If you are ON the road, you are considered a vehicle in pretty much any place, UK, US or AU. So you must follow the road rules as if you were a vehicle - and that includes riding on the side that you would drive a car on.
In the US, please make sure that you check with your applicable local clerks (town/city/county) and state (Department of Transportation). In NC, state vehicle laws specifically
mention that horses are not
vehicles. For example, it is not
against the law to ride (even on the road) while you are drunk.
I have spent years riding from the country areas into suburbs, residential, and retail areas, talked to every level of government, and understand how confusing this can be. Here are some (potentially) interesting points from my journeys in this area of NC...
- Horses are considered livestock. In the NC laws, you're not a vehicle or a pedestrian, i.e. there are definitions of what a horse back rider IS NOT, but there is no definition of what a horse back rider IS.

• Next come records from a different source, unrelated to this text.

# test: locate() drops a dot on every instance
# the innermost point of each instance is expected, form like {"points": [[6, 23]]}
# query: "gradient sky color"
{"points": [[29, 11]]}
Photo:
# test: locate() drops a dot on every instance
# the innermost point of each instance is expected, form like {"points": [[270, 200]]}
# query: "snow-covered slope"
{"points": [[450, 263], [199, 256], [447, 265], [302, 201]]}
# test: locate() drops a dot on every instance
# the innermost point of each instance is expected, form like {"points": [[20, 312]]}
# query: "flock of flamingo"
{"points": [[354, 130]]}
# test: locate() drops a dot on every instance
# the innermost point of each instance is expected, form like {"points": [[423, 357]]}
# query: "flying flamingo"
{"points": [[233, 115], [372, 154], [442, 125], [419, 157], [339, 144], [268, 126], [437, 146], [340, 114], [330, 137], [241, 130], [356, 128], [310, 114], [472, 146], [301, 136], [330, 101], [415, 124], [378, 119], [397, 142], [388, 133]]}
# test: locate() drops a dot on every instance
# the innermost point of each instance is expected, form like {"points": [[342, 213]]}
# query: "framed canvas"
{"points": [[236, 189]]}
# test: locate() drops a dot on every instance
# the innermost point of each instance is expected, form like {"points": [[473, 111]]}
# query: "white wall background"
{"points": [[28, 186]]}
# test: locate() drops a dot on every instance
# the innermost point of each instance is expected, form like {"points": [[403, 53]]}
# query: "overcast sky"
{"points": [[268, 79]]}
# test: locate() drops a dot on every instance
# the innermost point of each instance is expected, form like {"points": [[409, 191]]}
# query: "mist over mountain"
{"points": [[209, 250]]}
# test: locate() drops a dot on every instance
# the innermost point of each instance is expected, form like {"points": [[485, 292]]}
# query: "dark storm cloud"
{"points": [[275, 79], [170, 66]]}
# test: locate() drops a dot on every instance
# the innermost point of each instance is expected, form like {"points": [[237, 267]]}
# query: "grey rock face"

- Outside the agriculture and equine liability laws, there are few mentions of horses at all. Most rules are based on 'common law' (i.e. legal case history) and not statutes (written laws).
- Many of the equine related state laws are from 100 years ago when cars were new to the world and injuring or stealing a person's horse was depriving one of their transportation and/or method of earning a living (and hence a felony offense).
- The newer laws tend to be at the town/city level, especially in areas where development is pushing into the countryside. For example, many towns prohibit horse riders (like bicycles and skateboards) from the sidewalks and parks. Some towns now have horse rider helmet laws for minors.
- Law enforcement folks (police/sheriff) typically are unfamiliar with the laws. Dealing with horse/riders is just not something that comes up very often.
- In NC, there is no requirement to clean up if your horse 'soils' the road, even in residential areas (town/city laws may apply). This has come up a number of times in my area where the suburban type developments are pushing outward (we are not in a town/city, and I've made a number of 'city folk transplants' very upset).
The bottom line is that after researching your applicable laws, using 'common sense' (i.e. what a reasonable person would do) is your best bet, and being extremely cautious is a must.
I love to ride the roads and be able to ride from/to anywhere I choose, and I know many other people do too.
Be careful and safe, good luck, and enjoy your riding where ever that may take you.